Legambiente ritiene fattibile la creazione di un Distretto tecnologico dell'energia rinnovabile così strutturato: 
• Settore ricerca, con il coinvolgimento dell'Università del Salento, dell'Università di Bari (valorizzando studi, progettazioni, sperimentazioni su efficienza energetica, fonti rinnovabili e nanocomponenti), centri ed istituti di ricerca da tempo attivi ed apprezzati nella Regione (e non soltanto), società private operanti in campo energetico; 
• Settore produzione e commercializzazione, che crei una filiera produttiva che tragga fondamento dalle attività di ricerca e porti alla produzione e commercializzazione di macchine e componenti di impianti rinnovabili ed a fornire assistenza tecnica a soggetti pubblici e privati; 
• Impianto termodinamico, il cui esempio più conosciuto è rappresentato in Italia dall'impianto Archimede, fermamente voluto dal Premio Nobel Prof. Rubbia quando era presidente dell'ENEA; l'impianto è formato da collettori termici (che si muovono seguendo il sole, secondo il principio del fototropismo) ispirati al celebre esperimento con gli specchi di Archimede; il calore assorbito viene concentrato su tubi contenenti una miscela di sali di sodio e di potassio che riesce a garantire l'accumulo e la stabilità termica a 550°C, anche nelle ore notturne, in serbatoi; la tecnica termodinamica ha il pregio di migliorare sensibilmente l'efficienza nel processo di captazione, concentrazione, accumulo dell'energia solare e del rendimento nella trasformazione in apposite turbine dell'energia termica in energia elettrica nell'arco dell'intera giornata, indipendentemente dall'irraggiamento diretto dei collettori. 

Il problema relativo legato all'occupazione di suolo dell'impianto termodinamico sollecita il ricorso agli studi ed alle sperimentazioni su ricorso a nanocomponenti, quali nanotubi e nanoantenne in cui eccelle il Massachusset's Institute of Technology (MIT) di Boston, ma che hanno trovato significativo ed autonomo rilievo in Italia e, in particolare, presso l'Università del Salento. Nanotubi di carbonio si sono dimostrati ad altissima conducibilità, ma sono in fase di sperimentazione nanotubi di origine sintetica, ancorati su fosfolipidi combinati con proteine di origine batterica, materiali tutti rigenerabili in solventi secondo i principi della fotosintesi clorofilliana. Ogni nanotubo è lungo 10 nanometri e largo 4 ed ha il pregio di ridurre enormemente il consumo di suolo e di aumentare sensibilmente l'efficienza fino a 100 volte. 

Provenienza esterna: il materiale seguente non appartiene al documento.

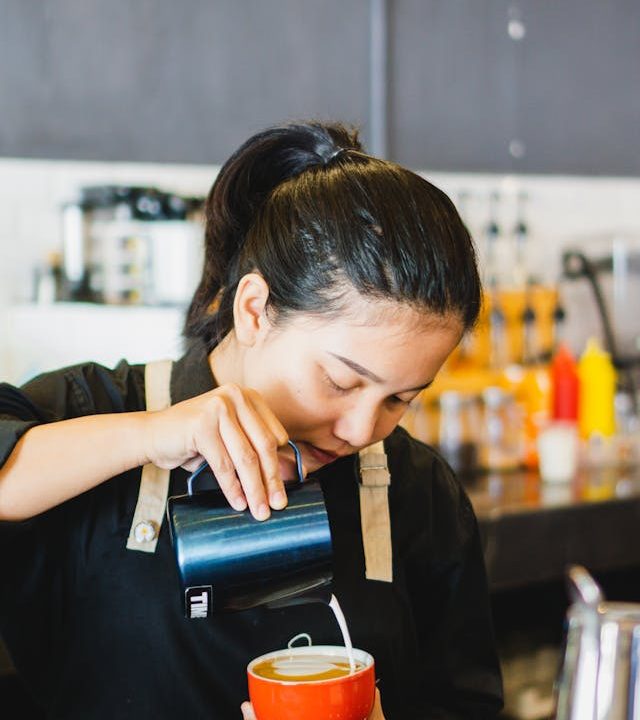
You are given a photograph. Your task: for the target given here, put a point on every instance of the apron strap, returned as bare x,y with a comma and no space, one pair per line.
154,484
375,520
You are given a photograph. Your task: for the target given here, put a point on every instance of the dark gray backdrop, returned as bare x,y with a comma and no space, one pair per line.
167,81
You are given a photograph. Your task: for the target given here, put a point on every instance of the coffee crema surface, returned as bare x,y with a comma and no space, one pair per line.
305,668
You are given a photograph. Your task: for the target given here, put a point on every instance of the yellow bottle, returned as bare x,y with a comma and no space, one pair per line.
597,391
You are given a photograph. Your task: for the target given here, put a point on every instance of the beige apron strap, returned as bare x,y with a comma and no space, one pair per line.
374,513
154,485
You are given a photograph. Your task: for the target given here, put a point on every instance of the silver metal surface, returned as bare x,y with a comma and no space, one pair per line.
599,677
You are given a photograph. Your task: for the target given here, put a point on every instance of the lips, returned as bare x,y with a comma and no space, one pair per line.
322,456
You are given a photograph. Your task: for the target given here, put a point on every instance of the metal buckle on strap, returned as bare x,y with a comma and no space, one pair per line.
374,470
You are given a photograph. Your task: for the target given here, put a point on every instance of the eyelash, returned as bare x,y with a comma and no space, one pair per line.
394,399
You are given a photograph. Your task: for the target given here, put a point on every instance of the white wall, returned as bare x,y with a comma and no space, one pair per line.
560,211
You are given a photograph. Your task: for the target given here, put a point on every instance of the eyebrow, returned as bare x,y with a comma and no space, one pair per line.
372,376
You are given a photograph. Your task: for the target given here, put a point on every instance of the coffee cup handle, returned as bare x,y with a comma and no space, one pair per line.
205,465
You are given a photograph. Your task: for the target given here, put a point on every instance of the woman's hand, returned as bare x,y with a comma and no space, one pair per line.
376,713
233,429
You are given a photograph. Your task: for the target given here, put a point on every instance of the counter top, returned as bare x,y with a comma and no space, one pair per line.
533,530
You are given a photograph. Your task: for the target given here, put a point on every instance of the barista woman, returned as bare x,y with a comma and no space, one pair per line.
335,285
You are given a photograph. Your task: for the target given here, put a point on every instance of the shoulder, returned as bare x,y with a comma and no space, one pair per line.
82,389
427,494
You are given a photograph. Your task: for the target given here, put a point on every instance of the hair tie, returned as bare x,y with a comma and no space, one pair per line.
335,155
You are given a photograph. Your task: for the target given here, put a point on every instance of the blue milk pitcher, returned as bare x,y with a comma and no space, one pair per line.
228,560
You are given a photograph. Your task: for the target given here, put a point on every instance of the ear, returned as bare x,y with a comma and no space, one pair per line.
249,316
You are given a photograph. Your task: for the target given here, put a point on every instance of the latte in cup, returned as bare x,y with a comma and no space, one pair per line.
314,682
305,668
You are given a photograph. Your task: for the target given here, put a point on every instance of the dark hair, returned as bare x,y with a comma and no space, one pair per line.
304,206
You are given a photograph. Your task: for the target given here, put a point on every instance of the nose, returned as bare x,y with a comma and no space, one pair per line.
360,425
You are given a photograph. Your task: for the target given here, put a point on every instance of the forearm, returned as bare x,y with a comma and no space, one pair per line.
57,461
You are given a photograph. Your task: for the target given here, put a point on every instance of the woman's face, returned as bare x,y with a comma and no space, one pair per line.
339,385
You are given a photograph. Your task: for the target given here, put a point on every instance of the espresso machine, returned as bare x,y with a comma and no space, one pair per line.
131,245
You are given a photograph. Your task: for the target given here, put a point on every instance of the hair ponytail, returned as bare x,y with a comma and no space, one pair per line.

Legambiente ha, in passato, sostenuto la proposta di realizzare un impianto fotovoltaico nell'area che era occupata dal ciclo di produzione del PVC. La condizione pregiudiziale era la bonifica del sito che le istituzioni avrebbero dovuto imporre ad EVC prima della sua fuga da Brindisi e che la nuova società avrebbe dovuto accollarsi. 
Oggi quella proposta, possibilmente rivalutata in impianto termodinamico, resta ipotizzabile alle stesse condizioni e potrebbe essere il fulcro della fornitura di energia elettrica per l'area industriale, purchè accompagnata dal Piano di efficientamento energetico del comparto industriale già richiamato. 
L'impianto termodinamico nell'area da dismettere della centrale Brindisi Nord potrebbe avere, in parte, utenze industriali, ma soprattutto quelle portuali (si pensi soltanto agli impianti di illuminazione ed ai servizi per le attività a terra e per l'alimentazione delle navi, che non dovrebbe più essere assicurata durante la sosta dai generatori elettrici) e nei quartieri limitrofi.